東京都の小池百合子知事の定例記者会見が閉鎖的だ。記者クラブに非加盟の記者に対してはより顕著だ。AERA dot.が調べたところ、年に40回以上ある定例記者会見で、非加盟の記者が質問できた機会は少ない。都のホームページでは、全国自治体の「模範的存在」と紹介されていたが、会見については疑問符がつく。記者を選別するのは“排除の論理”では。
3月上旬、筆者は東京都の政策に関する取材で小池百合子都知事に質問しようと、記者会見に参加することにした。

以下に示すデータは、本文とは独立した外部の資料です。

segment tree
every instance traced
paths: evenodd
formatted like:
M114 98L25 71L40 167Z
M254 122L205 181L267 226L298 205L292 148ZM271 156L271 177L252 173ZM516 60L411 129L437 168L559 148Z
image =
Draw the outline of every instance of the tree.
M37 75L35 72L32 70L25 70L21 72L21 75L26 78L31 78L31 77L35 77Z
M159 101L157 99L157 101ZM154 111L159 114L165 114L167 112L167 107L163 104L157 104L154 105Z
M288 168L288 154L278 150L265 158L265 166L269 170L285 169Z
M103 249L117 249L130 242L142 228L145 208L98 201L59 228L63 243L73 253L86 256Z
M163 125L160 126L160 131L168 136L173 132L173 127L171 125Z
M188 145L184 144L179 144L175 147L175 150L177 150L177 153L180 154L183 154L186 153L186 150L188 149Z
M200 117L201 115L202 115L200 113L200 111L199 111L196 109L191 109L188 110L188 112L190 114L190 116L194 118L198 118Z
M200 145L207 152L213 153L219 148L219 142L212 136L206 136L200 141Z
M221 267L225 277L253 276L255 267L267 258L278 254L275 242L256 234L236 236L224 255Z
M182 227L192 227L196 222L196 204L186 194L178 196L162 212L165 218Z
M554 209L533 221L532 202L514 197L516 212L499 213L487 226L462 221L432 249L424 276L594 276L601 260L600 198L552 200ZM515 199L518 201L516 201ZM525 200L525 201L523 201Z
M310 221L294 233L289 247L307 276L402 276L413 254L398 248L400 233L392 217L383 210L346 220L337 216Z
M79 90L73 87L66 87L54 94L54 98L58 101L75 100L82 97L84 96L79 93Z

小池知事の定例会見は、毎週金曜日の午後2時から開かれている。主催は都庁記者クラブで、参加できるのは原則、加盟社に限る。非加盟の記者も事前に申請すれば参加できる。非加盟は、出版社の雑誌や業界紙、海外メディア、webメディアの記者、組織に属さないフリーの記者――など。
会見場から立ち去った小池知事
ただ、現在は非加盟の記者は会見場に入れず、オンラインでの参加になっていた。2022年1月から記者会見室の工事を理由に「加盟社は1社1人、非加盟はオンライン」になったという。用意できた部屋が会見室より狭く、テレビ局の撮影や中継などに必要な機材などが入ると広さに余裕がないため、現在も継続されているという。
ということで、3月8日の金曜日、会見に出席するため、報道課が発行するURLから入室した。この日は筆者を含め計3人の非加盟の記者がオンラインで会見に出ていた。
オンラインの場合、小池知事に指されるまではミュートを解除できず、勝手に発言することはできない。また、質問があるときは挙手ボタンを押し、質問の意思を表明するルールになっている。
会見が始まると、前半は都のとりくみについて小池知事による説明があり、その後、加盟社による質問が数社からあった。そして、最後に非加盟の記者による質問時間が設けられる――はずだった。
しかし、加盟社の質問が終わると、オンライン参加の非加盟の記者3人が全員手を挙げていたのにもかかわらず、小池知事は会見場から去ってしまった。会見の時間は原則1時間とされている。このときはまだ15~20分くらいは残っていたのに、非加盟1人も質問できないというのはどういうことなのだろうか。